Benefits of Skim Milk

Choosing skim milk means you'll be getting all the same beneficial nutrients found in higher-fat milk, but with fewer calories. For example, a cup of skim milk contains just 90 calories, but whole milk provides 150 calories per cup. Therefore, if you're trying to shed pounds by reducing your calorie intake, choosing skim milk may be beneficial.

Benefits of Higher-Fat Milk

Whole milk may also provide you with substantial health benefits just like skim milk can. A study published in 2013 in the Scandinavian Journal of Primary Health Care found that dairy fat is associated with lower rates of abdominal obesity compared with lower dairy fat intakes. Another study published in 2014 in Nutrition Research also reports that whole-fat dairy foods significantly reduce the risk for obesity -- especially abdominal obesity.

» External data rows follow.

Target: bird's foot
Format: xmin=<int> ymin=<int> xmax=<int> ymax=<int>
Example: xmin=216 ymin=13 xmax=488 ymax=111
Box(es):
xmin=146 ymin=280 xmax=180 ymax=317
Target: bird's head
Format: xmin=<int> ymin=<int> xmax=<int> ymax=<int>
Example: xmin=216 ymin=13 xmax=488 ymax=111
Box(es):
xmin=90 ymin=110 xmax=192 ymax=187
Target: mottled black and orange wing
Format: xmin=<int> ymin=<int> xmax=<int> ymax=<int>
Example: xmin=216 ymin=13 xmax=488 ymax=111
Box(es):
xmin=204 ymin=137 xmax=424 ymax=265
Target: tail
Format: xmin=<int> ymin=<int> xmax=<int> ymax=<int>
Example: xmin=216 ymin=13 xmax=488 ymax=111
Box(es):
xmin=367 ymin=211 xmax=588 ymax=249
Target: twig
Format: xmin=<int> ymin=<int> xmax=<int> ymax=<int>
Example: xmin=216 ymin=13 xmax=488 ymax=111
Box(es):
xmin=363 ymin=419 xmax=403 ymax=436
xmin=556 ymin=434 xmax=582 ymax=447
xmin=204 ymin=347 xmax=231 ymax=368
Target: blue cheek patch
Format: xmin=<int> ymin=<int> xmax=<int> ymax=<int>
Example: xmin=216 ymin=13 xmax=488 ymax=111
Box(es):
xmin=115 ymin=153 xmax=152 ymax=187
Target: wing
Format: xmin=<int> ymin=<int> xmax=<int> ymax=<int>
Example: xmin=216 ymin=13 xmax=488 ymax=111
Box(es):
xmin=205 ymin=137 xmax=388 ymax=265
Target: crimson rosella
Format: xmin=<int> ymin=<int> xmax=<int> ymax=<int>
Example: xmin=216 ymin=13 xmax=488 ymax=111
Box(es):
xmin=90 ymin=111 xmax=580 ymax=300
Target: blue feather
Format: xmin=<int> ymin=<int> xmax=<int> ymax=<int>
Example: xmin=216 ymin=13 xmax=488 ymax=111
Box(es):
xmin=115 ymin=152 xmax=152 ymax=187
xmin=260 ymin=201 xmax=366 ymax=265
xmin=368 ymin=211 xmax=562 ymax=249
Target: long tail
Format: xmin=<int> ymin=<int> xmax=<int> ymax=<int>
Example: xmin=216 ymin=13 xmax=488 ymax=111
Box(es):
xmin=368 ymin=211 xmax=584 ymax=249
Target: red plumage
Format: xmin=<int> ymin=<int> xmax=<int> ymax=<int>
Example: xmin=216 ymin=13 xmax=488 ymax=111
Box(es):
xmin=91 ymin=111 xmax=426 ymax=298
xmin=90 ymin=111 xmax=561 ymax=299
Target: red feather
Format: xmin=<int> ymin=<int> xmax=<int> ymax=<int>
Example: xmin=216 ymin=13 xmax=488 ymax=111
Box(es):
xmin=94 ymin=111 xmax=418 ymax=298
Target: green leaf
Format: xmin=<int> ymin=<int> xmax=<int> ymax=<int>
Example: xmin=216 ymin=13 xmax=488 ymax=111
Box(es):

Important Nutrients in Milk

Regardless of whether you choose skim, low-fat or whole milk, you'll reap nutritional benefits. All of these types of cows' milks are rich in vitamin D, vitamin A, calcium, phosphorous, riboflavin and vitamin B-12. While the fat in whole milk is primarily saturated fat, which is often associated with an increased risk for heart disease, a study published in 2014 in Current Nutrition Reports found that saturated fat from dairy foods doesn't appear to affect heart disease risks like other types of saturated fat.

Bottom Line

Skim and higher-fat milks all provide you with substantial health benefits, and one type of milk may not be better for you than another. Skim milk is lower in calories, but higher-fat milk doesn't increase your risk for obesity based on research findings. As long as you get about 3 servings of milk or other dairy foods in your diet daily, which is the recommendation from the Dietary Guidelines for Americans 2010, you'll reap health and nutritional benefits.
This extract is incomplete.